Computed tomography (CT) techniques can not yet be used to determine LV dyssynchrony itself, but CT does allow noninvasive visualization of the coronary anatomy and the coronary venous system [3952]. Van de Veire et al. [53] investigated the cardiac venous anatomy in 34 patients with a previous myocardial infarction, 38 patients with significant coronary artery disease and 28 control patients using a 64-slice MSCT. The coronary sinus, anterior interventricular vein, and posterior interventricular vein could be visualized in nearly all these patients. However, in patients with a history of myocardial infarction, the left marginal vein was detected significantly less often (27%). At present, MSCT is not routinely used prior to CRT implantation, mainly because of the radiation dose and lack of information on LV dyssynchrony and site of latest activation [54]. However, these findings suggest that patients with previous infarction may have less suitable venous anatomy for LV lead placement, and surgical (epicardial) LV lead positioning may be considered.

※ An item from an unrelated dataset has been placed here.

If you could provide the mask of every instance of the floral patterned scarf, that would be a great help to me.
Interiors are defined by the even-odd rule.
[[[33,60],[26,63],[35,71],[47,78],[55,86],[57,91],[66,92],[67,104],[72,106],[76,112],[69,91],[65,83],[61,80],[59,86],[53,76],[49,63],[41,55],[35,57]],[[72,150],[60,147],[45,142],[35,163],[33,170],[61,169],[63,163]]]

To summarize, several noninvasive imaging modalities have been proposed for the quantification of LV dyssynchrony but there is currently no agreement on which technique best predicts response to CRT. For now, most experience is gained with echocardiographic TDI and it remains the technique of choice, as also mentioned by Pavlopoulos and Nihoyannopoulos [12]. Major consensus is ‘the more LV dyssynchrony prior to implantation, the higher the likelihood of significant LV reverse remodeling during follow-up’. At present, substantial evidence is growing for non-echocardiographic imaging methods to assess LV dyssynchrony such as MRI, nuclear imaging and CT. These techniques may provide valuable additional information that is potentially important for the selection of CRT candidates.